End-of-induction (day 29) MRD by flow cytometry was used as primary outcome. The best combination of markers was found using a forward selection procedure in a multiple regression analysis. Gene chip analyses were performed in 171 of the 200 patients (human gene 1.0 ST array, Affymetrix) (data will be presented)

Results

Immunophenotypically distinct subpopulations were common at time of diagnosis (54%) with 19 patients (9.5%) having three or more subpopulations. CD34 was the most commonly bimodal marker (bimodal in 32.7%).

We examined the association of the LAIP with MRD, accounting for the frequent bimodal marker expressions in LAIP scoring.

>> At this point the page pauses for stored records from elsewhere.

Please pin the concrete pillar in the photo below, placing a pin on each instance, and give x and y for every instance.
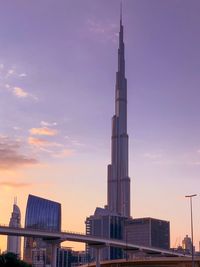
(97, 257)
(54, 255)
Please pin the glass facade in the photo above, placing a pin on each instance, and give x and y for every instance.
(41, 214)
(108, 225)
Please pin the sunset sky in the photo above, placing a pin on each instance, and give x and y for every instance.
(58, 60)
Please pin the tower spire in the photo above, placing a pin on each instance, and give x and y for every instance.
(121, 13)
(118, 179)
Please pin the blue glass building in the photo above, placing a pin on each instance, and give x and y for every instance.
(41, 214)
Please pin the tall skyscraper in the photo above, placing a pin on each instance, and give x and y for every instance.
(14, 242)
(118, 179)
(108, 222)
(41, 214)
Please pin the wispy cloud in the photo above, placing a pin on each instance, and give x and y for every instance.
(22, 75)
(13, 184)
(106, 31)
(153, 156)
(40, 142)
(10, 155)
(9, 80)
(43, 131)
(48, 124)
(19, 92)
(64, 153)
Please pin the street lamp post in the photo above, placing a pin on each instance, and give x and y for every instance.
(190, 197)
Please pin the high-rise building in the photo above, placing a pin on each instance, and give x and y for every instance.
(41, 214)
(108, 222)
(116, 214)
(14, 242)
(118, 178)
(108, 225)
(148, 232)
(187, 244)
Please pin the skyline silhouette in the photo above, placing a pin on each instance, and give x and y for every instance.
(57, 77)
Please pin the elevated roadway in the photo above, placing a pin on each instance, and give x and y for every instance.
(97, 242)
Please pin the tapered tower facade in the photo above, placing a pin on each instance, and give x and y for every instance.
(14, 242)
(118, 179)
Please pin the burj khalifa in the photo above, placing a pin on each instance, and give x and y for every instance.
(118, 179)
(109, 222)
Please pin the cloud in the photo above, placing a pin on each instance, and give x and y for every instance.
(108, 31)
(40, 142)
(152, 156)
(13, 184)
(19, 92)
(10, 155)
(22, 75)
(64, 153)
(48, 124)
(43, 131)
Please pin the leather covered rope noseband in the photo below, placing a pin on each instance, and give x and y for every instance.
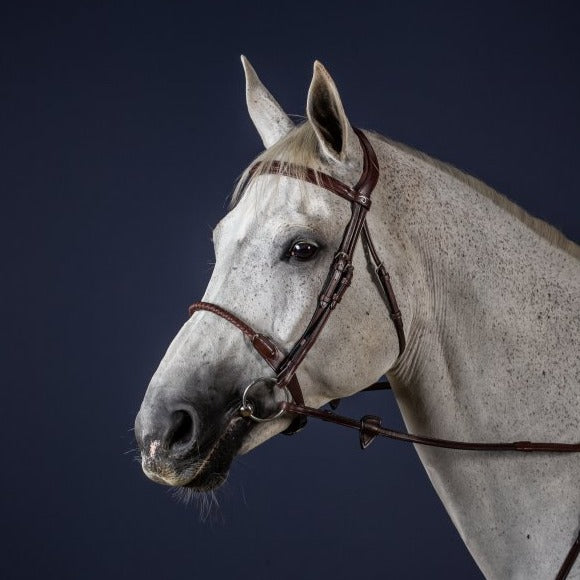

Of all markers, CD34 expression had the strongest association with MRD (p<0.0001, linear regression. p=0.0034 adjusting for age, cytogenetic group, treatment arm and WBC).

A combination of CD34 (p=0.0005), CD38 (p=0.0288) and nTdT (p=0.0093) (multiple regression) predicted MRD best with a CD34pos/bright, CD38 neg/dim, nTdT neg/dim phenotype associating with higher MRD. In order to exclude marker expression differences related to cytogenetic groups, we further examined patients with no cytogenetic aberrations (n=73). The association of the three markers with MRD was confirmed in this group.

We examined whether high CD34 expression was enriched among patients who later relapsed (n=7), and this was the case: CD34 was brightly expressed in 42% vs. 5% in non-relapse patients, further suggesting an association between CD34 expression and prognosis.

Discussion

By applying a detailed LAIP characterization accounting for subpopulations, we showed that malignant BCP blasts expressing an immature phenotype (CD34pos, CD38dim, nTdTdim), resembling the pre-pro B cell-like phenotype (Sanz et al, PNAS, 2010), seem to be associated with poor treatment response in BCP-ALL. The LAIP might be a useful tool for early treatment stratification in the future.

Disclosures

No relevant conflicts of interest to declare.

Author notes

*

Asterisk with author names denotes non-ASH members.